How The Neighborhood You Live In May Be Affecting Your Health
TUCSON, Ariz. — The type of neighborhood you live in might play a significant role in your mental health, level of physical activity, and your perceived level of safety, a new study finds.
Adriana Zuniga-Teran, a postdoctoral research associate at the University of Arizona and an architect by training, sought to examine how four different styles of neighborhood design affects the health and wellness of the people that live there. Specifically, she examined traditional neighborhoods, suburban developments, gated communities, and cluster housing communities.
Nine different factors were observed to determine the “walkability” of each neighborhood style. Those factors were: neighborhood connectivity, land use, density, traffic safety, surveillance, parking, resident experience, green space, and community.

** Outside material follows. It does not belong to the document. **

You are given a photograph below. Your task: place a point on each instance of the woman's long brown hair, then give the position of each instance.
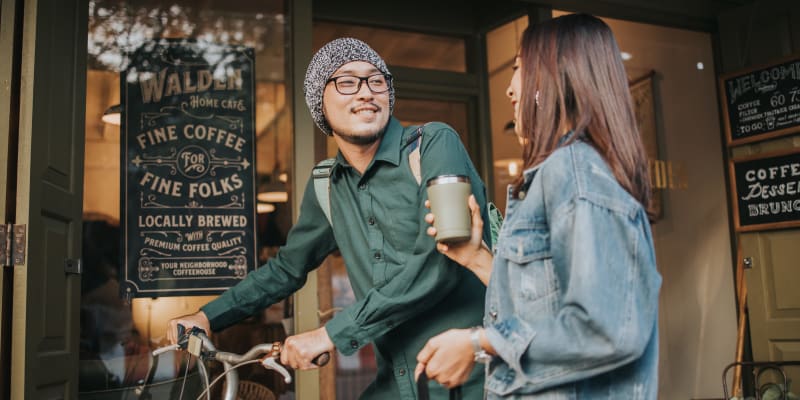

Zuniga-Terean then surveyed residents from each neighborhood type on a number of topics including their walking habits, their opinions on neighborhood safety, and interactions with neighbors.
Among her findings:
She found that cluster neighborhoods — typically comprised of townhouse or row homes — are the most social and residents feel safe to the point that there’s no perceived crime. These types of communities often have neighborhood swimming pools and shared parking lots, along with preserved green space for people to walk through — likely large factors in the social aspect.
Residents of suburban development showed the highest well-being, which she was surprised to find since there are a lot of negatives frequently cited about them, such as: “increased traffic, longer commute times for residents, a decreased sense of community and even stereotypes of suburban depression,” according to a university release.
She suspects that income might have something to do with the mental health boost, but that nature does as well.
“Suburban developments have large lots and trees, and nature provides many well-being benefits,” she says in the release. “It buffers noise, and just looking at nature results in lower stress. There are a lot of studies that support these hypotheses, and that might explain these results.”
Conversely, people who lived in traditional neighborhoods, often located near main thoroughfares containing shopping areas and restaurants, had the lowest mental well-being and highest perception of crime among the group. These neighborhoods were more likely to be dirtier and the lack of attention to beautifying the area could lead to a stronger belief in more crime taking place.
“If people see incivilities — like trash, litter or graffiti — they may feel like there’s crime going on,” says Zuniga-Teran, who only used residents’ perceptions of crime, and not actual statistics in the study.
Surprisingly, her analysis found that people who lived in gated communities did not perceive their neighborhoods as safer than people who lived in non-gated communities.
“It was very interesting because enclosed communities didn’t show any outstanding well-being benefit. They did not score the highest in anything, not even perceived safety, which is kind of odd because they close themselves out for safety reasons,” explains Zuniga-Teran.
For her next study, she plans to look at the impact planting trees has on low-income neighborhoods.
“Most people in the world live in cities, and that’s the way it’s going to be in the future. Cities are going to grow more than rural areas, and we are going to become an urbanized world, so understanding how to improve life in cities is very important,” she says.
The study was published in the International Journal of Environmental Research and Public Health.